- AFL-CIO President Richard Trumka tells The Washington Post that it would be a "colossal mistake" for the House to vote soon on the United States-Mexico-Canada Agreement.
- The White House and key business groups are pushing for swift approval of the president's replacement of the North American Free Trade Agreement.
- Democrats and labor leaders still have concerns about worker protections enshrined in the deal.
A top labor leader has cast doubts on the House quickly approving President Donald Trump's replacement of the North American Free Trade Agreement.
In an interview with The Washington Post published Wednesday, AFL-CIO President Richard Trumka said it would be a "colossal mistake" for the Democratic-held chamber to vote on ratifying the United States-Mexico-Canada Agreement soon. The head of the key labor group, which represents more than 12 million active and retired members across a range of industries, added that the agreement "would be defeated" if the House voted before Thanksgiving.
Trumka's comments underscore the sustained resistance to the USMCA from labor groups even as the White House and key business organizations push for the deal's swift approval. House Speaker Nancy Pelosi and top Democratic negotiators have said they want to resolve concerns about the deal harming American workers or the environment before they ratify it.
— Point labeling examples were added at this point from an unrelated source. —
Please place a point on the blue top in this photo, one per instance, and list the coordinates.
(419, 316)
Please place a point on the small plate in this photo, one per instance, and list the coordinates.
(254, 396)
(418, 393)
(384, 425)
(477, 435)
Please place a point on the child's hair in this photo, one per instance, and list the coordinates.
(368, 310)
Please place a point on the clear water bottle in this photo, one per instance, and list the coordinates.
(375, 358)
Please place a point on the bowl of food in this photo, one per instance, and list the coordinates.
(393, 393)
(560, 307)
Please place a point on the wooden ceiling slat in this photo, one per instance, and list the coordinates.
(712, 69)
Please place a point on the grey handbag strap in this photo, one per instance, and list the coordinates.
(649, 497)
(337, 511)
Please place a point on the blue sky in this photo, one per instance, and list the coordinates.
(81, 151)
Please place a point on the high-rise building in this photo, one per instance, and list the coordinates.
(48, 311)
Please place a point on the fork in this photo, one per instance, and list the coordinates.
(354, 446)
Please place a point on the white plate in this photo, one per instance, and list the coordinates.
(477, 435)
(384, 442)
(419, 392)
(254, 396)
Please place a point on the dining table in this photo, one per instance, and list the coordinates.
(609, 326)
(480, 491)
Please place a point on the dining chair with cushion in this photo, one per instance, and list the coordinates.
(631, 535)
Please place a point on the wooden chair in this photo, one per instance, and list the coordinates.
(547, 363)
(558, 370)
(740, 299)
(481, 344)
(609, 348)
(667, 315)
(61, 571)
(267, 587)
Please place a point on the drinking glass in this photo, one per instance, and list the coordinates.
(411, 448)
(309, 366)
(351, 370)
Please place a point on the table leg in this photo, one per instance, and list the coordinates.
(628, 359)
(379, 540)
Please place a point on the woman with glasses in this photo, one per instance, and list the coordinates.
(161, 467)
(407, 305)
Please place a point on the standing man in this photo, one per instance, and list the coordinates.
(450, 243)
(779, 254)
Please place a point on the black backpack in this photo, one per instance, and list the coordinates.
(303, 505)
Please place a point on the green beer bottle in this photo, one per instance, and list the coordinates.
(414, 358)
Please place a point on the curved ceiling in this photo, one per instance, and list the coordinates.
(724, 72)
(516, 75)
The labor leader's remarks undermine a key claim from the president as he makes his case for the deal: that major labor unions back the USMCA.
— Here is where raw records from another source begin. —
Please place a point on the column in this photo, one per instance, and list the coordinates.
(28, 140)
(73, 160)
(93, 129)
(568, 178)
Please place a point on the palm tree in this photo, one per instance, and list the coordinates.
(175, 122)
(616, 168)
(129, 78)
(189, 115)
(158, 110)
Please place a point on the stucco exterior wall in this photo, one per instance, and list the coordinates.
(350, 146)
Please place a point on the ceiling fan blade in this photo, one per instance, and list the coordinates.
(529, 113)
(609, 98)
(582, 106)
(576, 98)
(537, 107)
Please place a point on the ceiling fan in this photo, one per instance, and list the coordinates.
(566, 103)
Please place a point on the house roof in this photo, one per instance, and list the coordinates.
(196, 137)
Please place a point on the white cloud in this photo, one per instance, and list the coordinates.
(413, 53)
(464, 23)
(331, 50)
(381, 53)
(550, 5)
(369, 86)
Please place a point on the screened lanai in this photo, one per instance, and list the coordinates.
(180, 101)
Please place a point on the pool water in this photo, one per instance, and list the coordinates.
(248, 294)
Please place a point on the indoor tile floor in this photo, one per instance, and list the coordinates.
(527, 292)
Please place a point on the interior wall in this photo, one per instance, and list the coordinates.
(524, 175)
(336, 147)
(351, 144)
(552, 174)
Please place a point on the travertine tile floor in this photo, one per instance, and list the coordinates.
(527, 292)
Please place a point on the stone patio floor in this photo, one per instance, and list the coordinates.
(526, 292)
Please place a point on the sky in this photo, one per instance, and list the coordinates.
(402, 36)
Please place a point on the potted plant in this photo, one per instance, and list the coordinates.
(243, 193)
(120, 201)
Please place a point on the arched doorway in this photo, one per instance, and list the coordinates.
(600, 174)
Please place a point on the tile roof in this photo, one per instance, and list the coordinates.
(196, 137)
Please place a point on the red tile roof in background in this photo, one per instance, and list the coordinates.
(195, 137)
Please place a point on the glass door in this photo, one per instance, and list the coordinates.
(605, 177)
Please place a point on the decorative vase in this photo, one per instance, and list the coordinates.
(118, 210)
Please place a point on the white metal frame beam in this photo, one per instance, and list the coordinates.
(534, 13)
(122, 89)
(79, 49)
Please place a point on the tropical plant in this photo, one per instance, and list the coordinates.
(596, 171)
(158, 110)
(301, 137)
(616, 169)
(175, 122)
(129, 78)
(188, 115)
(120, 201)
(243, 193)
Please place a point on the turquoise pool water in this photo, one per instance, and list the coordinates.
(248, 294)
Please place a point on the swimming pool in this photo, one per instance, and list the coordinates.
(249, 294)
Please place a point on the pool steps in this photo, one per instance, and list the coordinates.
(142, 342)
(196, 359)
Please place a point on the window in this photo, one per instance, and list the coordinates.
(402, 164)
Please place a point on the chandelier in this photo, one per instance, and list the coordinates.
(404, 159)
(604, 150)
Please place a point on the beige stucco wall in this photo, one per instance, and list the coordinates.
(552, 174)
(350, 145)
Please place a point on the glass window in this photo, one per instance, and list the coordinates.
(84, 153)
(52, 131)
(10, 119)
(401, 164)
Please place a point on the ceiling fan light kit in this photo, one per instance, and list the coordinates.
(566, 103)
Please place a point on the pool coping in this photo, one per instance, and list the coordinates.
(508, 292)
In a statement, White House spokesman Judd Deere said the administration "continues to work with Congress to ensure appropriate enforceability" of the deal, and is "pleased with the steps Mexico is already achieving." He said that through USMCA, Trump is "keeping his promise to replace the job-killing NAFTA, end the outsourcing of American jobs, and invest in the American worker."
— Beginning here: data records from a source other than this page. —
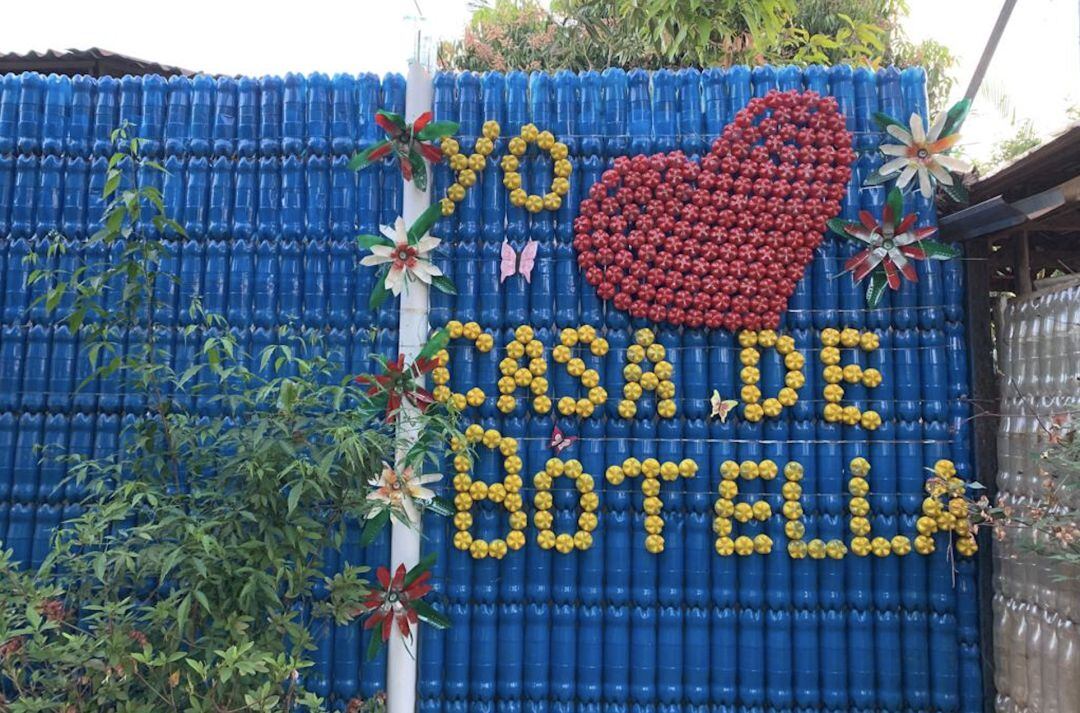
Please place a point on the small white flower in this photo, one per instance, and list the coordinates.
(401, 490)
(922, 153)
(405, 260)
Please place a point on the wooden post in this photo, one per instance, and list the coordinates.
(985, 401)
(1023, 265)
(412, 335)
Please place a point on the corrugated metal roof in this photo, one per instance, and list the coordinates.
(1042, 167)
(94, 62)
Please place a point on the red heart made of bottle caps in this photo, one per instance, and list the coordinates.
(719, 242)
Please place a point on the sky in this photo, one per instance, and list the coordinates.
(1037, 65)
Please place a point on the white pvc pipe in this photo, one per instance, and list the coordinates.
(412, 335)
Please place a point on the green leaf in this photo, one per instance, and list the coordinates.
(423, 224)
(363, 159)
(367, 241)
(895, 201)
(955, 117)
(939, 251)
(420, 567)
(885, 121)
(379, 292)
(181, 613)
(294, 496)
(373, 527)
(441, 506)
(436, 130)
(419, 171)
(203, 602)
(876, 288)
(435, 344)
(375, 643)
(395, 119)
(444, 284)
(430, 616)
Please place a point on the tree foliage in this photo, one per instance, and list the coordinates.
(581, 35)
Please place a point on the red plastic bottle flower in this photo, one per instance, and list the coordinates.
(891, 246)
(393, 603)
(399, 385)
(400, 601)
(409, 143)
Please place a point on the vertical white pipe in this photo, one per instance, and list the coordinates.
(412, 334)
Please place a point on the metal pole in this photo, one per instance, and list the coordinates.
(991, 45)
(412, 335)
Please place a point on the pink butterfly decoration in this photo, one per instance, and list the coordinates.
(720, 406)
(520, 264)
(561, 442)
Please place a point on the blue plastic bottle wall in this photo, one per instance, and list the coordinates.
(258, 178)
(615, 628)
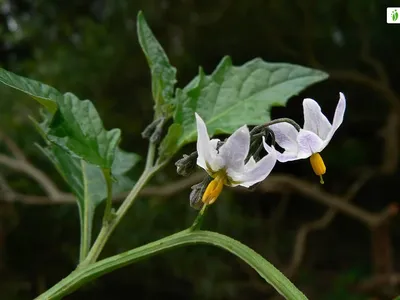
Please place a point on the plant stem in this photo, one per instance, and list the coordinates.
(186, 237)
(109, 227)
(107, 211)
(86, 220)
(199, 219)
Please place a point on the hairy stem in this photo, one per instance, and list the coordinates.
(107, 211)
(187, 237)
(109, 227)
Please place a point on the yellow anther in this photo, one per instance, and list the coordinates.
(213, 190)
(318, 165)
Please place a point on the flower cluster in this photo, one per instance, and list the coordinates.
(232, 165)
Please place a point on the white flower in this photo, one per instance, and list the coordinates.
(312, 138)
(227, 164)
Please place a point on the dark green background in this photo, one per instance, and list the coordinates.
(91, 49)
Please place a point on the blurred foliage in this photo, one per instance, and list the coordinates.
(90, 48)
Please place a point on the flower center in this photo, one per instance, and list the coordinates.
(318, 165)
(214, 188)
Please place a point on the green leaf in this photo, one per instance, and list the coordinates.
(265, 269)
(168, 144)
(41, 92)
(163, 75)
(87, 183)
(77, 128)
(235, 95)
(123, 163)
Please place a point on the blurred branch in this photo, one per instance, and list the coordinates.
(378, 281)
(279, 183)
(12, 146)
(41, 178)
(299, 248)
(274, 183)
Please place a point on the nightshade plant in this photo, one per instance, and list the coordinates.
(231, 100)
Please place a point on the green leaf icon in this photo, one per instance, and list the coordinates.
(395, 15)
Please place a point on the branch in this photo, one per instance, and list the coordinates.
(13, 147)
(279, 183)
(300, 245)
(25, 167)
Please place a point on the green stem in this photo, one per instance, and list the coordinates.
(86, 220)
(199, 219)
(107, 211)
(109, 227)
(187, 237)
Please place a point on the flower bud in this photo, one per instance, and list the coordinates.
(196, 195)
(186, 165)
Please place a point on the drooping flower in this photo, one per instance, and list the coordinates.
(312, 138)
(227, 164)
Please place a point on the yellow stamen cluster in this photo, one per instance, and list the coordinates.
(318, 165)
(213, 189)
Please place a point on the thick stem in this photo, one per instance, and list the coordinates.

A spokesman for Pelosi did not immediately respond to a request to comment on Trumka's remarks.
Trump sees USMCA ratification as a top political and economic priority ahead of the 2020 election. During his 2016 campaign, the president promised to overhaul U.S. trade relationships to stop companies from moving manufacturing jobs out of the country. Last month, White House trade advisor Peter Navarro said he saw a "100%" chance the House approved the USMCA by the end of the year.
Companies reliant on trade with America's northern and southern neighbors have also pushed for approval of the deal. Myron Brilliant, executive vice president of the influential U.S. Chamber of Commerce, told Bloomberg last month that "we're hopeful [USMCA] will be passed later this fall, I think before Thanksgiving."
Canada was the largest export market for American goods last year, followed by Mexico.
Last week, Pelosi told reporters that Democrats are "on a path to yes" on the trade deal. She added that her caucus has not yet had its concerns about enforcing the agreement assuaged.
They worry the USMCA will not go far enough to stop companies from moving to Mexico in order to hire workers for lower wages than in the U.S.
"We want to be sure that as we go forward, we are strengthening America's working families and our farmers who are very affected by this," she said.